Ancestral Roofs

"In Praise of Older Buildings"

Saturday, December 31, 2011

Old stores, Old stories

I've begun researching old stores, those general stores from the nineteenth and early twentieth centuries that stocked socks and sugar, coal oil and cookies, hoes and harness. Centres of rural community life at one time, they were often found at country crossroads. Add a church and a school and a few isolated farms and you have a settlement. We can still find echoes of these centres today in small rural communities around Hastings County.

Most general stores are very simple practical structures, with few architectural pretensions. I like this store, which although now in the centre of Madoc, was likely on the outskirts at one time. Must ask local historian Brenda Hudson. It has a sweet and refined Italianate shopfront with rounded arches proliferating, and a vaguely gothic false front to the simple front gable design. I love the arched double doors with etched glass. A beautiful rubblestone side-wall with brick window surrounds and quoins is the perfect spot for the sign advertising the resident Tea Room and Antiques.

As I begin watching cross-roads for signs of former stores, and talking to people about my quest, I have been delighted by the generous loan of two wonderful local histories, prized family treasures.
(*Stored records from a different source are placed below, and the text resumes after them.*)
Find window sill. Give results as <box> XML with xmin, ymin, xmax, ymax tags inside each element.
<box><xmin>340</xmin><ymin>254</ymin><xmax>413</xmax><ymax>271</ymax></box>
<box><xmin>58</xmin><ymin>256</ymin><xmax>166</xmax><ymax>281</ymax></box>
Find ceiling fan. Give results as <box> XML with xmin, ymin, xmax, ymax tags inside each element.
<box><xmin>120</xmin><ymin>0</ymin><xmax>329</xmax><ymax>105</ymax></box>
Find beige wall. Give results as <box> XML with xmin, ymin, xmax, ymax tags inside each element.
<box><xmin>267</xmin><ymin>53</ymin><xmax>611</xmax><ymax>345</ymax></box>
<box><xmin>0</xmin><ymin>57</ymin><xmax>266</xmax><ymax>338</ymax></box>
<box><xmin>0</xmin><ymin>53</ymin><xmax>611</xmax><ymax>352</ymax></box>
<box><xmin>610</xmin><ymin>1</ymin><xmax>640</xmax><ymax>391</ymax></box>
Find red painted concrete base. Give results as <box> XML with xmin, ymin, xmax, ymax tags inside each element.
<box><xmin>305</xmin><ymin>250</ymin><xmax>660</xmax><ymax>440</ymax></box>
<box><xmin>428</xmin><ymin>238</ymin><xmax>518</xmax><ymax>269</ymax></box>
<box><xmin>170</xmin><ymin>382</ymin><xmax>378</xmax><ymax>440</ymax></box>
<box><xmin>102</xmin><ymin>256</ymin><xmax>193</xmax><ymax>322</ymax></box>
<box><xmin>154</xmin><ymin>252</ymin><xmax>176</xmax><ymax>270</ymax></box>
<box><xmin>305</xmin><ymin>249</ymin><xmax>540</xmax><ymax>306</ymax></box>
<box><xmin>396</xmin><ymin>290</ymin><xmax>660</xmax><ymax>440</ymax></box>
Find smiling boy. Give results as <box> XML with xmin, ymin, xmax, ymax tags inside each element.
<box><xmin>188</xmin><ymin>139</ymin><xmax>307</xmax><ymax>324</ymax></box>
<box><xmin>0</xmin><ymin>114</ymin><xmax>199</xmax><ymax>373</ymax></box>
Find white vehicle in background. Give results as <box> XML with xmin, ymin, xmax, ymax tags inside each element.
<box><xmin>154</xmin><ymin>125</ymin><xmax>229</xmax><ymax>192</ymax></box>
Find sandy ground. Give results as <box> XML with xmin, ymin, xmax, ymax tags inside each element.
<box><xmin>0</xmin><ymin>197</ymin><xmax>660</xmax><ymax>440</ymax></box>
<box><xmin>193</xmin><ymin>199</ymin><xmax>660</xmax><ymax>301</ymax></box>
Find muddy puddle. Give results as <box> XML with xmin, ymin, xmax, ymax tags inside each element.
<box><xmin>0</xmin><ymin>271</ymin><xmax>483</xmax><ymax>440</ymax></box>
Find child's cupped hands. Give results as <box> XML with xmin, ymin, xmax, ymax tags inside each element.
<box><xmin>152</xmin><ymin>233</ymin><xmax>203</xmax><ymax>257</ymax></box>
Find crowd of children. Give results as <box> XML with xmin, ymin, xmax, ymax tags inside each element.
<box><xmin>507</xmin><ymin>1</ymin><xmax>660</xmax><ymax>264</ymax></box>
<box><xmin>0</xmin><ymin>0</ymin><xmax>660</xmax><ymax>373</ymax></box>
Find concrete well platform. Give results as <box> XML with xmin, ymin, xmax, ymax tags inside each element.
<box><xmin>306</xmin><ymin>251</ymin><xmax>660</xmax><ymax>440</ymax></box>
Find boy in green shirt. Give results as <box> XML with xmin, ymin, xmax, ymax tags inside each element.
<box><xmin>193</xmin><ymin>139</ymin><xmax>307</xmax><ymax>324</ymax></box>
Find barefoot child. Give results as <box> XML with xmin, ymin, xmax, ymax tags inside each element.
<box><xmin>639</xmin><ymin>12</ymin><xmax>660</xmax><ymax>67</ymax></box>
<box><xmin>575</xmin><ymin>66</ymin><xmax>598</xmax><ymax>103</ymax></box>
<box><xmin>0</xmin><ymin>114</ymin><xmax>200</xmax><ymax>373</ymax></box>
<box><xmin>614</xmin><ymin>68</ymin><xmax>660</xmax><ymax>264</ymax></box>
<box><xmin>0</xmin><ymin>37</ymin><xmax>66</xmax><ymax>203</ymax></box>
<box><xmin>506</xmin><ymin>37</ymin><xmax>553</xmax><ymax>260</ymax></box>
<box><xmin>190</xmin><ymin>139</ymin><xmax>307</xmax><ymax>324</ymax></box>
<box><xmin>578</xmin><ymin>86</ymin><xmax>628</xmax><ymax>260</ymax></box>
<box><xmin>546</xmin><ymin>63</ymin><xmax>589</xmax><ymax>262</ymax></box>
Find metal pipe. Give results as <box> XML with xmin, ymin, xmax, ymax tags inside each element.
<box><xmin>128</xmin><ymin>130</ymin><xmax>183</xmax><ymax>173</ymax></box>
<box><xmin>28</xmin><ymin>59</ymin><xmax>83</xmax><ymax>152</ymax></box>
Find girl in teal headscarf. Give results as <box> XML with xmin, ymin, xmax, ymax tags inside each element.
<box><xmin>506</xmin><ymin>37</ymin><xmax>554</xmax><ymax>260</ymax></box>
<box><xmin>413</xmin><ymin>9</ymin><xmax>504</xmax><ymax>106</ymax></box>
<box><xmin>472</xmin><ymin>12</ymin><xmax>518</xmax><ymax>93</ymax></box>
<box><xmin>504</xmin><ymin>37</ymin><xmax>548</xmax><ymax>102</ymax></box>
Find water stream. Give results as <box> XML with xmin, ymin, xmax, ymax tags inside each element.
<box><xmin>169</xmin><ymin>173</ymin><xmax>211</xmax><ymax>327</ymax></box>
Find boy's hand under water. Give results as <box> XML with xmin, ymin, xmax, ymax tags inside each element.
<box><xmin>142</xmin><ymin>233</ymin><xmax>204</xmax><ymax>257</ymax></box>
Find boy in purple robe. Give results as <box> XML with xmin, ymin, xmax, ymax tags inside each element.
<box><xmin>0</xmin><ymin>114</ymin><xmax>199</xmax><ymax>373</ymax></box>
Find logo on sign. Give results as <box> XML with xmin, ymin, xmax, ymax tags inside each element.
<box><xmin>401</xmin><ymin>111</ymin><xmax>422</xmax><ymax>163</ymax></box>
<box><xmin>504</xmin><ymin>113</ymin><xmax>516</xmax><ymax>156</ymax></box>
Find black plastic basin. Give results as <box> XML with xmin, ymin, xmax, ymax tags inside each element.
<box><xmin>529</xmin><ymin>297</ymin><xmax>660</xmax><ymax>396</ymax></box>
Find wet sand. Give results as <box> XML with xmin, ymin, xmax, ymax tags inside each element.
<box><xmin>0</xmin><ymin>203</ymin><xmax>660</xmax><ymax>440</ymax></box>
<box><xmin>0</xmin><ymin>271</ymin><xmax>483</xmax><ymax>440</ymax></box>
Unasked, Byron loaned a Wollaston township history 'Memories of the Lives of our Pioneers' and Judith shared 'Times to Remember in Elzevir Township'. I began by scanning the pages for references to country stores; I stayed to savour these accounts page by page, photo by photo. These books and the legions of others produced by communities to commemorate significant local anniversaries are history goldmines, inspiring and heart-breaking accounts of the difficult lives of simple folks.
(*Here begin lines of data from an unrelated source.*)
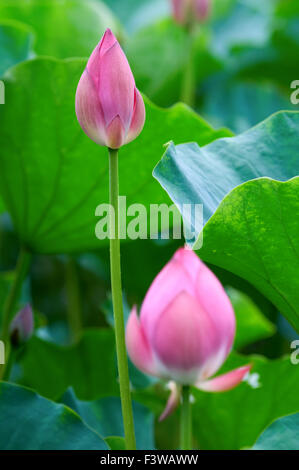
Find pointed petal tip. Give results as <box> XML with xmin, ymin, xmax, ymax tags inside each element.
<box><xmin>195</xmin><ymin>364</ymin><xmax>253</xmax><ymax>392</ymax></box>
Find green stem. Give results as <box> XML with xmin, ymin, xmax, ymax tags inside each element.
<box><xmin>66</xmin><ymin>256</ymin><xmax>82</xmax><ymax>341</ymax></box>
<box><xmin>181</xmin><ymin>29</ymin><xmax>196</xmax><ymax>107</ymax></box>
<box><xmin>108</xmin><ymin>149</ymin><xmax>136</xmax><ymax>450</ymax></box>
<box><xmin>181</xmin><ymin>385</ymin><xmax>192</xmax><ymax>450</ymax></box>
<box><xmin>0</xmin><ymin>247</ymin><xmax>31</xmax><ymax>380</ymax></box>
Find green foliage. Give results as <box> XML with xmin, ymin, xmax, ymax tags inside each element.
<box><xmin>0</xmin><ymin>59</ymin><xmax>229</xmax><ymax>254</ymax></box>
<box><xmin>15</xmin><ymin>329</ymin><xmax>118</xmax><ymax>400</ymax></box>
<box><xmin>60</xmin><ymin>389</ymin><xmax>154</xmax><ymax>450</ymax></box>
<box><xmin>154</xmin><ymin>113</ymin><xmax>299</xmax><ymax>329</ymax></box>
<box><xmin>0</xmin><ymin>0</ymin><xmax>119</xmax><ymax>58</ymax></box>
<box><xmin>0</xmin><ymin>382</ymin><xmax>108</xmax><ymax>450</ymax></box>
<box><xmin>0</xmin><ymin>20</ymin><xmax>33</xmax><ymax>75</ymax></box>
<box><xmin>253</xmin><ymin>413</ymin><xmax>299</xmax><ymax>450</ymax></box>
<box><xmin>227</xmin><ymin>288</ymin><xmax>275</xmax><ymax>349</ymax></box>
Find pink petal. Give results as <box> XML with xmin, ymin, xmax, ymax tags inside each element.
<box><xmin>106</xmin><ymin>116</ymin><xmax>125</xmax><ymax>149</ymax></box>
<box><xmin>159</xmin><ymin>381</ymin><xmax>181</xmax><ymax>422</ymax></box>
<box><xmin>76</xmin><ymin>69</ymin><xmax>106</xmax><ymax>145</ymax></box>
<box><xmin>195</xmin><ymin>365</ymin><xmax>252</xmax><ymax>392</ymax></box>
<box><xmin>152</xmin><ymin>292</ymin><xmax>217</xmax><ymax>383</ymax></box>
<box><xmin>193</xmin><ymin>0</ymin><xmax>211</xmax><ymax>21</ymax></box>
<box><xmin>98</xmin><ymin>33</ymin><xmax>135</xmax><ymax>133</ymax></box>
<box><xmin>86</xmin><ymin>29</ymin><xmax>117</xmax><ymax>89</ymax></box>
<box><xmin>196</xmin><ymin>260</ymin><xmax>236</xmax><ymax>377</ymax></box>
<box><xmin>171</xmin><ymin>0</ymin><xmax>190</xmax><ymax>24</ymax></box>
<box><xmin>126</xmin><ymin>306</ymin><xmax>156</xmax><ymax>375</ymax></box>
<box><xmin>140</xmin><ymin>254</ymin><xmax>196</xmax><ymax>342</ymax></box>
<box><xmin>126</xmin><ymin>88</ymin><xmax>145</xmax><ymax>144</ymax></box>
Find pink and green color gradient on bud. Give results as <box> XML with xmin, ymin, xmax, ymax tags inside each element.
<box><xmin>171</xmin><ymin>0</ymin><xmax>211</xmax><ymax>24</ymax></box>
<box><xmin>126</xmin><ymin>248</ymin><xmax>251</xmax><ymax>392</ymax></box>
<box><xmin>76</xmin><ymin>29</ymin><xmax>145</xmax><ymax>149</ymax></box>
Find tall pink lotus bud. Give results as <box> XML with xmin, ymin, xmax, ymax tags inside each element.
<box><xmin>76</xmin><ymin>29</ymin><xmax>145</xmax><ymax>149</ymax></box>
<box><xmin>171</xmin><ymin>0</ymin><xmax>212</xmax><ymax>24</ymax></box>
<box><xmin>10</xmin><ymin>304</ymin><xmax>34</xmax><ymax>346</ymax></box>
<box><xmin>126</xmin><ymin>248</ymin><xmax>251</xmax><ymax>416</ymax></box>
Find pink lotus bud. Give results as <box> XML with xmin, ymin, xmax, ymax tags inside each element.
<box><xmin>10</xmin><ymin>304</ymin><xmax>34</xmax><ymax>345</ymax></box>
<box><xmin>171</xmin><ymin>0</ymin><xmax>211</xmax><ymax>24</ymax></box>
<box><xmin>126</xmin><ymin>248</ymin><xmax>251</xmax><ymax>394</ymax></box>
<box><xmin>76</xmin><ymin>29</ymin><xmax>145</xmax><ymax>149</ymax></box>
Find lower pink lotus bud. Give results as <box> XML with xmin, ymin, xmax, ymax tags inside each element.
<box><xmin>10</xmin><ymin>304</ymin><xmax>34</xmax><ymax>346</ymax></box>
<box><xmin>126</xmin><ymin>248</ymin><xmax>250</xmax><ymax>401</ymax></box>
<box><xmin>171</xmin><ymin>0</ymin><xmax>212</xmax><ymax>24</ymax></box>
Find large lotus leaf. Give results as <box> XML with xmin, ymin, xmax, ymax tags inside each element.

I recall our delight at meeting author Peter Unwin this summer, while we were camping in Sleeping Giant Provincial Park. Peter was on a book tour, sharing slides and stories from his recent  book 'The Wolf's Head: Writing Lake Superior'. An inveterate outdoorsman, he was conducting his book tour from the comfort of his tent, which he shared with his lovely wife and delightful daughters. We enjoyed his presentations, and a growing friendship, and we met up again in Lake Superior PP. Peter's favourite source for his books are local histories like the ones I'm enjoying. His dedication in 'The Wolf's Head' speaks to their importance: "This book is dedicated to the diarists, letter-writers, history buffs, historical society and museum volunteers, authors of self-published chapbooks, story-tellers, old-timers and all the crucial enthusiasts who keep the past from giving up on us." Nice, Peter. Couldn't agree more.


  1. Road trip? I'm ready to accompany the researcher. Shall we start with UCM?

  2. Hello,

    That building in Madoc used to be known as "Roy's Bakery", around 1960. I lived there during that period, and I remember the bakery well. Across the street was a mill, but I think it's been demolished and might be a parking lot now.